Further to the New York Times interview, Kohrs told the Atlanta Journal-Constitution in another interview on Feb. 21 that she also spoke to her boyfriend regarding her experience in the panel’s proceedings.
“I told my boyfriend at one point during proceeding, during all this, I came home and I told him,” she said, “Do you know that if I was in a room with Donald Trump and Joseph Biden and they knew who I was, they would both want to speak to me.”
In a separate interview with MSNBC, Kohrs said, “I wanted to subpoena the former president because I got to swear everybody in, and so I thought it would be really cool to get 60 seconds with President Trump of me looking at him and being like, ‘Do you solemnly swear,’ and me getting to swear him in. I kind of just thought that would be an awesome moment.”
Trump’s attorney said Kohrs’ appearances raise the question of whether DA Willis can proceed with charging Trump if she intends to do so.
“Are the results of that special purpose grand jury to be crumbled up like a piece of paper and thrown into a waste paper basket?” Findling continued when asked about their next steps.
“Our options are, can this district attorney’s office continue to be part of this case? We have to legally research all of those issues.”
Former President Donald Trump has rejected all of the accusations against him in Georgia, and criticized Kohrs’ media tour as “prosecutorial misconduct.”

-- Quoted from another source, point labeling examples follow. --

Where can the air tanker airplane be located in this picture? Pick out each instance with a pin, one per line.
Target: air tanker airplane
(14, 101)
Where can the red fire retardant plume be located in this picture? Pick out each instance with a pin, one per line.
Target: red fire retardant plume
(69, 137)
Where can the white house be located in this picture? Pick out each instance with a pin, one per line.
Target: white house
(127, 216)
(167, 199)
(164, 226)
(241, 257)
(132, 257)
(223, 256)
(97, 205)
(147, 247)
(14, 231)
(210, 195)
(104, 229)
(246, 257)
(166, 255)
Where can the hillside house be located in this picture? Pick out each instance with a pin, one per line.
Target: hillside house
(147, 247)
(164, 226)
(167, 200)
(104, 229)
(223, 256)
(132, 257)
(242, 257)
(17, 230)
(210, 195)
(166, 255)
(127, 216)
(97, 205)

“There is no case against me in Georgia because I did NOTHING WRONG, but in any event, and everyone agrees, the out of control Foreperson who did an illegal and unprecedented Media Tour DURING the process, makes the case dead for a second reason,” Trump wrote on Truth Social, his social media platform, on Feb. 25.
“TRUMP DERANGEMENT SYNDROME coupled with Prosecutorial Misconduct!” he wrote.
In an earlier post, the former president commented that the grand jury investigation was a “strictly political continuation of the greatest Witch Hunt of all time.”
“Now you have an extremely energetic young woman, the (get this!) ‘foreperson’ of the Racist D.A.’s Special Grand Jury, going around and doing a Media Tour revealing, incredibly, the Grand Jury’s inner workings & thoughts. This is not JUSTICE, this is an illegal Kangaroo Court,” Trump wrote. “All I did is make TWO PERFECT PHONE CALLS!!!”
A major focus of the investigation is a call between Trump and Georgia Secretary of State Brad Raffensperger in January 2021, when Trump told Raffensperger to investigate potential voter fraud in Georgia.
Critics of Trump have alleged that the call constituted an act of election interference. Trump has denied all allegations of wrongdoing on his part.
The grand jury was discharged in January. In early February, the Fulton County Superior Court released a portion of the jury panel’s final report, which did not include the list of names to whom indictments were recommended.